REI provides research and consulting services to the chemical process industry. REI has modeled a variety of combustion systems in the petrochemical industry, generally with a goal of enhancing product yield and improving furnace thermal efficiency. One area of particular interest is interaction between burner performance and process efficiency in pyrolysis furnaces. REI is working with industry leaders Stone & Webster and John Zink to develop improved modeling capabilities in this area.
Experience with petrochemcial furnaces and related systems includes:
- Ethylene Cracking Furnaces
- Flow pass balancing
- Xylene Reboiler
- Continuous Catalyst Regenerator
- Thermal Oxidizers
- Gas and Oil Burners
Typical project objectives include improving performance in the following areas:
- Pollutant Formation
- Waste Stream Disposal
- Flame Impingement
- Tube Overheating
- Flux & COT Uniformity
- Yield & Conversion
- Radiant Efficiency
In addition to the applications listed here, REI continues to develop expertise in new areas. If your application is not among those listed, please contact us to discuss appropriate ways we may be able to work together.
ETHYLENE FURNACE – FLOW PASS BALANCING
REI’s turbulent reacting flow code BANFF was used to simulate flow and heat transfer in a full-scale “M” coil ethylene cracking furnace. Full two-way coupling between the “fire-side” and “process-side”computations provided accurate estimation of process conditions, including process temperature as a function of tube length. The simulation indicated the presence of a “cool end wall” which contributed to a non-uniform coil outlet temperature distribution under uniform firing conditions.
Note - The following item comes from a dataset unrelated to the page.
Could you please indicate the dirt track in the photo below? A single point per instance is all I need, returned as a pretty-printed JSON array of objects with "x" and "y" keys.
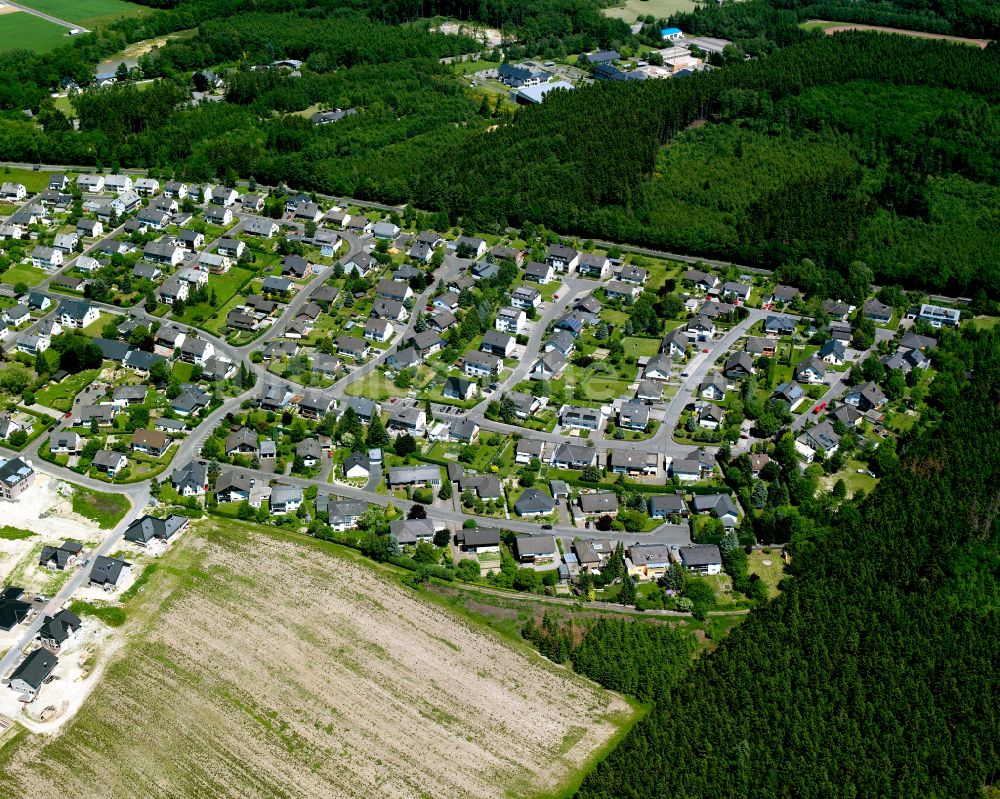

Simulations demonstrated the feasibility of using flow pass balancing, in which the process flow rates in pairwise coils are independently adjusted and controlled, to achieve more uniform distributions of coil outlet temperature.
CRACKING FURNACE – DECOKING OPERATION
REI’s two phase, turbulent reacting flow code GLACIER was used to simulate flow, heat transfer, and particle burnout within a “U coil” ethylene cracking furnace during decoke firing conditions. Process-side conditions were computed based on calculation of the fire-side flow field and heat transfer properties. The process of “in-furnace decoking,” in which the partially oxidized coke with carrier steam and air from the process coils is re-routed back into the firebox for burnout was modeled. Effects of decoke nozzle size, nozzle position, and coke particle size were examined to optimize coke particle trajectories and burnout within the firebox.
The REI combustion simulation code BANFF was used to simulate combustion and heat transfer in a xylene reboiler. Convective and radiative heat transfer to individual process tubes was computed as a function of tube length and position within the heater. Results were used to identify tube “hot spots” and to identify the physics behind observed temperature profiles in the radiant and convective sections of the heater. Parametric simulations were used to study the effects of fuel changes and excess air variations on heat transfer and gas exit temperature.
CONTINUOUS CATALYST REGENERATOR
The REI combustion simulation code BANFF was used to simulate combustion and heat transfer in a multi-chamber process heater used in a continuous catalyst regenerator. Convective and radiative heat transfer to individual process tubes was computed as a function of tube length and position within the heater. Process temperatures at the tube exits were also computed to assess tube-to-tube and heater section-to-section variations. Parametric studies were used to evaluate the effects of load balancing and fuel heating value changes for the 50 burners along the floor of the heater.